По-ми-на-ют, по слогам поправляет его Шурик.
Цвика переводит взгляд с меня на моих ребят.
Послушай, говорю ему я, -Подожди пять минут. Пацаны, одна нога здесь, другая у Молдована. Пусть даст всего понемножку. И лимончиков. У него ящик заначен.
А если не даст? предусмотрительно интересуется Володя.
Молдован наш повар, жирный прыщавый парень из паршивого, запыленного городка Оргеева, где по преданию обитает самый глупый бессарабский еврей и откуда родом Дизенгоф человек не на невских болотах, но на яффских песках основавший город. Стремительный прорыв к новой государственности породнил Петербург и Тель-Авив.
Тогда скажешь ему, что свое плоскостопие он будет лечить не домашними тапочками, а кирзачами. На радость товарищу-прапорщику.
Я же, прихватив офицерскую сумку с Красным Маген Давидом, в которой обычно ношу документы, отправляюсь с особой миссией к Ваське. Пехотинец, дежурящий на крыше бункера, кричит мне: Что нового, док? Обычно я останавливаюсь скоротать его время, но сегодня мне некогда.
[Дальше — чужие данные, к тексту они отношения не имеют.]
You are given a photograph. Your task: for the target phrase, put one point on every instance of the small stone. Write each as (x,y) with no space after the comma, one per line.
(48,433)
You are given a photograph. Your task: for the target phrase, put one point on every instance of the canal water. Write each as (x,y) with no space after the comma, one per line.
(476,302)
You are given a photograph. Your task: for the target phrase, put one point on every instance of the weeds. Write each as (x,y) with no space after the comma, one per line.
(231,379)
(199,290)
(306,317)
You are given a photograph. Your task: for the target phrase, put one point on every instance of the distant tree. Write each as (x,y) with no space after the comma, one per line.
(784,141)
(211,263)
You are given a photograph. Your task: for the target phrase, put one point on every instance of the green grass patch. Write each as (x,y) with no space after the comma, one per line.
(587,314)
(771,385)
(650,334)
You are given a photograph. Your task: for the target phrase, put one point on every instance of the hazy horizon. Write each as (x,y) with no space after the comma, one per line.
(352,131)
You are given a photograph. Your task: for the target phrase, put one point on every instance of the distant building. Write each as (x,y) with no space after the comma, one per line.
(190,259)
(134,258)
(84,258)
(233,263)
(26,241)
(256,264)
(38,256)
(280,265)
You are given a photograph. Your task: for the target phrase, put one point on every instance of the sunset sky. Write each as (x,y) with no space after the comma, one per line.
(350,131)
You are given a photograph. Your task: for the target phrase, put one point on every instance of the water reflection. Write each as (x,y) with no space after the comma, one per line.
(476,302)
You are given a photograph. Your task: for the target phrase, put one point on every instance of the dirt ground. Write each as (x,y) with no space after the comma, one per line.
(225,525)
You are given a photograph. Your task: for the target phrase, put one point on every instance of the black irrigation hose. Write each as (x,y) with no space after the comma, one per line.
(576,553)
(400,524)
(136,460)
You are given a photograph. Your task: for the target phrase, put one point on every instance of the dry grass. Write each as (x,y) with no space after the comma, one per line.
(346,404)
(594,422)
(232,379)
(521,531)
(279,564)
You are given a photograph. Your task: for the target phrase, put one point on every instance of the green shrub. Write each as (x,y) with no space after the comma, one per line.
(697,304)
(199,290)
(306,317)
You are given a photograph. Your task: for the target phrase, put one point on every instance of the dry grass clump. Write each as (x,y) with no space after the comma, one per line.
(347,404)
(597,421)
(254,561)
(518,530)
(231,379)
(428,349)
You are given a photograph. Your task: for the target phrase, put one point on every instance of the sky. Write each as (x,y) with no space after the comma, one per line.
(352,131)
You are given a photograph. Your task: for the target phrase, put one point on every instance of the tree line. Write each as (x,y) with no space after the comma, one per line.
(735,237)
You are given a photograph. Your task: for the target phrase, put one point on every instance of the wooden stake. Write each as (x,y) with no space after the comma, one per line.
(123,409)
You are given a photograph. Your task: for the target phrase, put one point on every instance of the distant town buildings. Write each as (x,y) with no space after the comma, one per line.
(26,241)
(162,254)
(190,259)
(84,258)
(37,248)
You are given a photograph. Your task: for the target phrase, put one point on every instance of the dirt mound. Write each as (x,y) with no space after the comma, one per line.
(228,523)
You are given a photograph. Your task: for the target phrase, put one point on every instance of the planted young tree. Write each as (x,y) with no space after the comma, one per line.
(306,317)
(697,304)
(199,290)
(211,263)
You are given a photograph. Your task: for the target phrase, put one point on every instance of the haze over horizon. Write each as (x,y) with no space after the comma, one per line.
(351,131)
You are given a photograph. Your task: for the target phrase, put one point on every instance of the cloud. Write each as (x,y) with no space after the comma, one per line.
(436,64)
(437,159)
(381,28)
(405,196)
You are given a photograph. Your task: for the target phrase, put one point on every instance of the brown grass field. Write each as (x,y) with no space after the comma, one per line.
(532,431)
Васька с коммерческой сметливостью делает скорбное лицо и говорит: Жалко. Хорошие люди гибнут. Жалко, он сокрушенно цокает языком и перебирает четки.
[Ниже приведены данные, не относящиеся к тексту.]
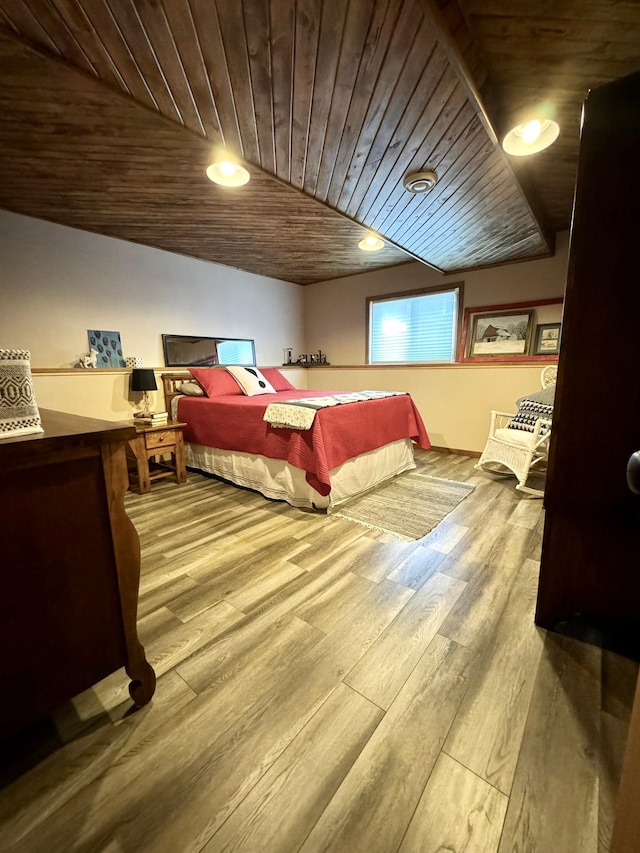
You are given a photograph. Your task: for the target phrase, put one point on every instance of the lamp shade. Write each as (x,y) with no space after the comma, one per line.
(143,379)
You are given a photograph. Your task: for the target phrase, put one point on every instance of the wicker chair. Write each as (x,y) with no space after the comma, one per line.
(517,450)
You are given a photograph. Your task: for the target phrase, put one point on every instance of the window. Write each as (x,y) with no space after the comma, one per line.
(414,327)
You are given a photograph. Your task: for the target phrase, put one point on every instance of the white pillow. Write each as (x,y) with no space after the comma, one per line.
(191,388)
(251,380)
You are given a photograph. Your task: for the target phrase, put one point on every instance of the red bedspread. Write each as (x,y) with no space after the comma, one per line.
(338,432)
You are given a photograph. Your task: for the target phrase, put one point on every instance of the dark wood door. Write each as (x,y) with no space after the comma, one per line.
(590,570)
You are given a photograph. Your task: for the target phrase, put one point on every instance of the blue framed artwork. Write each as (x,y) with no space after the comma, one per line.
(108,348)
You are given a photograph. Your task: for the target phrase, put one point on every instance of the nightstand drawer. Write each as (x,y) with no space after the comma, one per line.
(160,438)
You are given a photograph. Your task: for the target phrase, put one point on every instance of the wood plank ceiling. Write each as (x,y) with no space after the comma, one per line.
(112,108)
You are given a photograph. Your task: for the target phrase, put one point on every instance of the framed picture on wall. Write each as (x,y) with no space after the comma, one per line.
(500,333)
(547,339)
(505,333)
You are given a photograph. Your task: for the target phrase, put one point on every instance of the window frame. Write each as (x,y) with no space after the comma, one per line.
(407,294)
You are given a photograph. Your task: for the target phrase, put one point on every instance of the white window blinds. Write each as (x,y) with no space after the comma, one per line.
(413,328)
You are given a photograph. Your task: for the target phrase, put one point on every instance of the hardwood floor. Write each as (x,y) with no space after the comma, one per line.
(325,687)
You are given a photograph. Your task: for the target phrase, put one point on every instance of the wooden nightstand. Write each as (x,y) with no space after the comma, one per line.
(150,443)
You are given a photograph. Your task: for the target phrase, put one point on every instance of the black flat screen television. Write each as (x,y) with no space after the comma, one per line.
(199,351)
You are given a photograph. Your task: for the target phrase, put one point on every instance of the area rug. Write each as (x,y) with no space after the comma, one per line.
(409,506)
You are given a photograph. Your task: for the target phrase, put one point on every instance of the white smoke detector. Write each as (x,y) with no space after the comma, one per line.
(420,182)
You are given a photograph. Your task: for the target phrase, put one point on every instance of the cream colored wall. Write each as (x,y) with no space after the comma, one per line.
(57,282)
(454,400)
(335,311)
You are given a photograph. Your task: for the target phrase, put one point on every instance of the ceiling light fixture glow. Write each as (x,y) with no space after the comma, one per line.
(228,174)
(420,182)
(371,243)
(531,137)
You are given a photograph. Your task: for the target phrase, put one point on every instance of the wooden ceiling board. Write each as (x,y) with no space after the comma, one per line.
(106,167)
(341,99)
(553,53)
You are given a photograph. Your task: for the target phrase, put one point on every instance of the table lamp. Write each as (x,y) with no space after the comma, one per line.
(143,379)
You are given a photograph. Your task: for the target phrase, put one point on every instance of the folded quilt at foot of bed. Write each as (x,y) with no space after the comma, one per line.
(300,414)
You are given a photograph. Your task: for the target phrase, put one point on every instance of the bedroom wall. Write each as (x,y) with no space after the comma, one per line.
(455,400)
(57,282)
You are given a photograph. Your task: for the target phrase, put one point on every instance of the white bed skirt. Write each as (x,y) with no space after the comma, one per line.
(276,479)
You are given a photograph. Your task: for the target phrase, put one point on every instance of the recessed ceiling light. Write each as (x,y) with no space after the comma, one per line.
(531,137)
(371,243)
(420,182)
(228,174)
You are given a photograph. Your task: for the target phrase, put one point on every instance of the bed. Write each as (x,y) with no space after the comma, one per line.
(348,449)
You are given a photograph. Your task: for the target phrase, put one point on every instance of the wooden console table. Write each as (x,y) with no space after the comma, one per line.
(70,568)
(150,442)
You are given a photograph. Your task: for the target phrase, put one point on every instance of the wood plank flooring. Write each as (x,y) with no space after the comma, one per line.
(325,687)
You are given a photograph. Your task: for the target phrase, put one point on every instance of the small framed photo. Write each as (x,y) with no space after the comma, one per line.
(547,339)
(499,333)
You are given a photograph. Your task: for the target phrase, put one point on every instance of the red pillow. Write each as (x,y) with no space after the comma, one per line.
(215,381)
(277,380)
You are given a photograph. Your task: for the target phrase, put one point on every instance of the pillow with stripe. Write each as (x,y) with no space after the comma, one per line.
(528,413)
(277,379)
(251,380)
(215,381)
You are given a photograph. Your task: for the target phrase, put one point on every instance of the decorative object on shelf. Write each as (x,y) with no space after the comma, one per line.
(143,379)
(315,359)
(547,339)
(88,360)
(108,346)
(504,333)
(19,413)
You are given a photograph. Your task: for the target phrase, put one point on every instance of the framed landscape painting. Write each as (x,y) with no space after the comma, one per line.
(505,333)
(500,333)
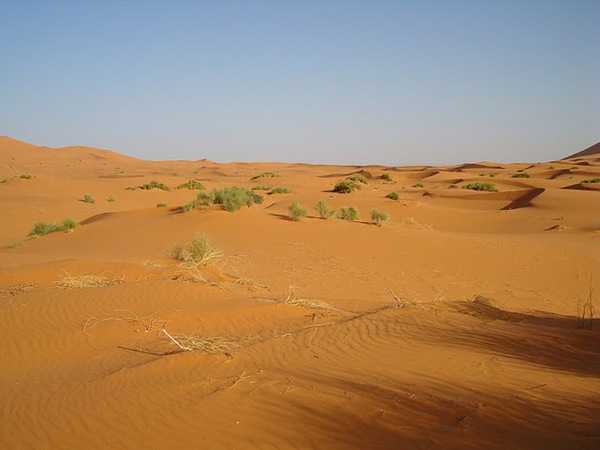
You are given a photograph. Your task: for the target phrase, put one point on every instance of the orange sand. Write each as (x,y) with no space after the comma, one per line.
(91,368)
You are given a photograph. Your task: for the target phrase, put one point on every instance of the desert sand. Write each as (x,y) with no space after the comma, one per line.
(455,324)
Васька, люди гибнут за металл. Или за свободу.
За мой металл. За вашу свободу, Васька улыбается, Три шестьдесят две, товарищ-начальник? это как пароль, вымерший, но ставший нарицательным тариф. Он напоминает о скрученной зубами бескозырке в сумрачной, загаженной парадной на Литейном с потухшей с приходом Советской власти изразцовой печью и тяжелыми чугунными перилами, где мы прятались от субботника по уборке листьев в Куйбышевской больнице. Бутылка Московской переходит из рук в руки и исчезает в моей сумке. Под защитой Красного Креста и Красного Полумесяца Васька щелкает толстым пальцем с длинным отманикюренным ногтем по звезде Давида.
Часовой на крыше, скучая, снова окликает меня: Док! В больнице что-то случилось?! Я отмахиваюсь: Все будет хорошо! В комнате ребята застелили газетой стол, нарезали лучок и помидоры, разложили по тарелкам пайковую колбасу и сыр. Цвика покорно смотрел на насмехательство над кашрутом.
Сразу стало тесно. Собрались все, кого товарищ прапорщик гневно, но за глаза называл русской мафией. Пришел с банкой солёных огурцов и гитарой связист Рустик, тоже питерский, но с окраин, от Кулича и пасхи, пришел выкрест во втором колене Слава, чей отец удивительно сочетал в себе и передал по наследству врожденную еврейскую тягу к Иерусалиму и вымоленное христианское стремление к Святым местам Палестины. Пехотинцев привёл, как мать-наседка, двухметровый Вадик и, усаживая на шурикину кровать, показал увесистый кулак: Чтоб молчали у меня, салаги!. Потом Вадик хотел пройти, пожать всем руки, но, разглядев офицерские погоны Цвики, не стал обострять ситуацию и забился в угол. Как еврейские пай-мальчики, вернувшиеся с занятий в шахматном клубе, по интеллигентному робко, бочком протиснулись, затянутые в комбинезоны, танкисты Володя Либерман, Бублик (не повезло человеку с фамилией) и вечно хмурый Лёва с Одессы. Они заняли уголок володиной койки и, сразу вся придорожная пыль фронтовых дорог, рельефно осыпалась на матрас и вокруг ботинок. Вы, такие раз такие, набросился на них Володя, Задницу надо мыть, приходя в приличное общество. Залезли, понимаешь, в презервативы и довольны. Володя Либерман покраснел в смущении, Бублик, привыкший не реагировать, промолчал, а Лёва буркнул: Коптить нас так сподручнее.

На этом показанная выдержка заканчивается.